A couple of weeks ago Josh posted about virtualising your overloaded, slow, not-rebuilt-for-years PC, and keeping it on standby within a new build in case you need anything on it.
How about the idea of keeping that new build clean — putting on only your most frequently used, essential applications, with everything else going onto a virtual PC?
For me, that would mean Office, Firefox, my usual web-building stuff (Photopaint, UltraEdit, Filezilla), Nero, and one or two others, such as perhaps Trillian. I’d draw a line under them, and anything else not worthy of a permanent spot in my Windows setup would be virtualised, possibly in various separate virtual PCs, setup for different roles: one for Visual Studio, one for trying out freebie apps from mags, a Linux setup for LAMP development, one for stupid software that insists on running as Administrator, etc, etc.
What to use for the virtual machines? There’s a few different options.
The freebie Virtual Server will only support Windows NT 4 and above, and only server OS’s, which to my mind would unnecessarily weigh down your virtual machines with more than they need. (Linux as a guest OS seems to be coming.)
Another option is the free VMWare Server, which will host a wider range of guest OSs.

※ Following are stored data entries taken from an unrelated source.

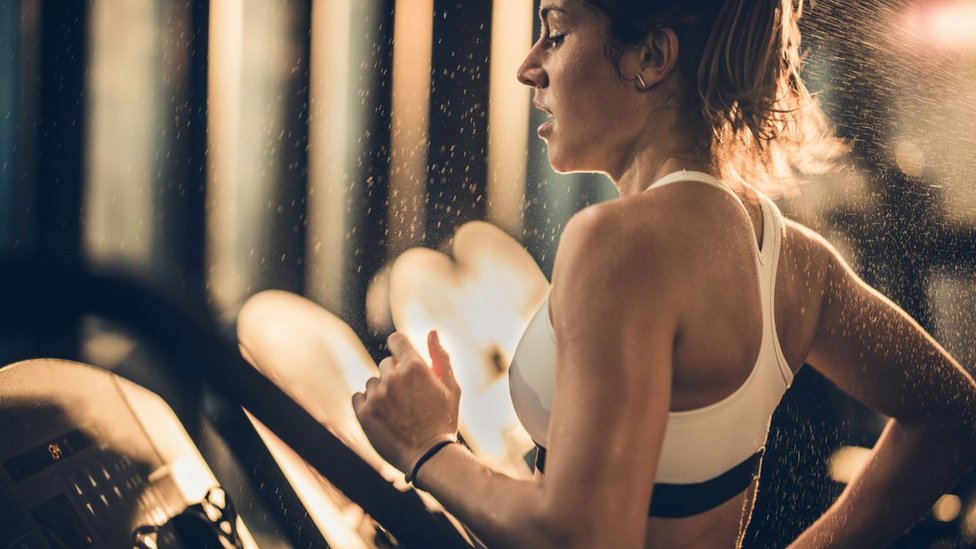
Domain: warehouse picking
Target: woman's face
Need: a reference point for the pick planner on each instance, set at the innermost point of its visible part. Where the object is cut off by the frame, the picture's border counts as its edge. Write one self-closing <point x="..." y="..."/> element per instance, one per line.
<point x="592" y="119"/>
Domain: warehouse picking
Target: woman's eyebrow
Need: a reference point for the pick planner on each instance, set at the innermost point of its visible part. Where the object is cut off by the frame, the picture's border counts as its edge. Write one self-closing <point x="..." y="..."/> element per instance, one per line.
<point x="545" y="10"/>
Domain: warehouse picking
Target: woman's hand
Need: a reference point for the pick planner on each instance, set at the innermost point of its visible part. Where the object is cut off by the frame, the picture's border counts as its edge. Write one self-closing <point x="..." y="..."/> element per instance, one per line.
<point x="410" y="406"/>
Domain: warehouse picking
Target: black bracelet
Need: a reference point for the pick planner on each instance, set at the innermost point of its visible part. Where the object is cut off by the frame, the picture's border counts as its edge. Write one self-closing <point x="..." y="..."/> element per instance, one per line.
<point x="412" y="475"/>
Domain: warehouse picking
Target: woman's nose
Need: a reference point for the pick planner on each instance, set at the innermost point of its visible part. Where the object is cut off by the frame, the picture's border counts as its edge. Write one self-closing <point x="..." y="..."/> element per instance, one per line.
<point x="531" y="73"/>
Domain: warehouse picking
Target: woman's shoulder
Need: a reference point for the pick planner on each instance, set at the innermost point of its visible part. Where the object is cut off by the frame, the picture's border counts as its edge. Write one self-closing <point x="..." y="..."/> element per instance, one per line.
<point x="633" y="244"/>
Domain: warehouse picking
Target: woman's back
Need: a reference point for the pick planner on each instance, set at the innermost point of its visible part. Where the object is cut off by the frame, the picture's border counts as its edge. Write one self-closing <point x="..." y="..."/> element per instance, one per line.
<point x="721" y="334"/>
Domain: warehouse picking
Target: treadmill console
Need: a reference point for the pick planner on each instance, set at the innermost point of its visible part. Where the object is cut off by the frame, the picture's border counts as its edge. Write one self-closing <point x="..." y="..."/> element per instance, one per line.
<point x="91" y="460"/>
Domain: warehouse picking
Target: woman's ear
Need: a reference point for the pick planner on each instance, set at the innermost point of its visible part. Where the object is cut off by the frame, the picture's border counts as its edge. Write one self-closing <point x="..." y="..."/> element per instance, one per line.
<point x="655" y="59"/>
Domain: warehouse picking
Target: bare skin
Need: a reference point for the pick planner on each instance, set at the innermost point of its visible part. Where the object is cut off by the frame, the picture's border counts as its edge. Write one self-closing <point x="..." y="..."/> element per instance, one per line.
<point x="655" y="307"/>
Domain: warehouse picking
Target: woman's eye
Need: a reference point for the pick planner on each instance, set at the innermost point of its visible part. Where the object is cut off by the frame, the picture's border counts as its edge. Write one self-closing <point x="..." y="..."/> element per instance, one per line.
<point x="554" y="41"/>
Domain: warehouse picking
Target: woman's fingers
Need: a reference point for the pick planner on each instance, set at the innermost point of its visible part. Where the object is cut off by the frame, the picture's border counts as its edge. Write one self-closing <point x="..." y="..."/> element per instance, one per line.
<point x="387" y="365"/>
<point x="440" y="360"/>
<point x="402" y="350"/>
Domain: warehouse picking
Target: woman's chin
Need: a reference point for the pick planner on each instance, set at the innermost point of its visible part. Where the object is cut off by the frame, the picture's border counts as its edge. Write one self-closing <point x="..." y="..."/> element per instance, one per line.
<point x="562" y="163"/>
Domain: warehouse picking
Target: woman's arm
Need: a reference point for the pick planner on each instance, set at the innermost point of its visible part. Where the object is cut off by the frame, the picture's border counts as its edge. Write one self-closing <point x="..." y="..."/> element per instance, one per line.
<point x="876" y="353"/>
<point x="615" y="330"/>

The non-free Virtual PC will host just about any x86 operating system. If you don’t want to try the 45 day free trial, it’ll set you back A$215 or so, or it’s available via MSDN Universal.
A problem would be performance, of course. It’s not like emulating a 2Mhz 6502 under BeebEm. But then, hopefully it’s not as bad as what I’ve seen on my brother-in-law’s PowerPC Mac trying to run x86 AutoCad in Windows 2000.
Nonetheless games and other performance-intensive apps may not perform well under virtualisation, especially if they require particular hardware. And yet they would benefit the most, as they often have installers that wreak havoc on Windows setups, chucking weird-arse DLLs everywhere. As the “Virtual PC Guy” is fond of telling us, a lot of the older games run okay, but newer ones might be a problem.
Maybe the only solution there is to put them on a completely separate computer, or move up to Intel’s latest chips which have better support for virtualisation.
Or give the whole thing up and resign yourself to a slow computer with rebuilds every year or two.
I think I’ll try Win98 with a couple of recent-ish games (say, Midtown Madness 1 and 2) and see how it goes.
- Installing Win98 on Virtual PC in 7 easy steps (with a download for a VPC boot disk — very handy)
- More Virtual PC boot disks
- How to configure Ubuntu Linux for Virtual PC
- Which OSs work in Virtual PC/Virtual Server, and which don’t
- Comparison: Virtual PC vs VMWare Workstation. In summary: They’re both good, depending on precisely what you want to do. VPC is easier to use, but VMWare has more power and slightly better performance. Includes some good performance figures, which show virtualisation isn’t necessarily mind-numbingly slow.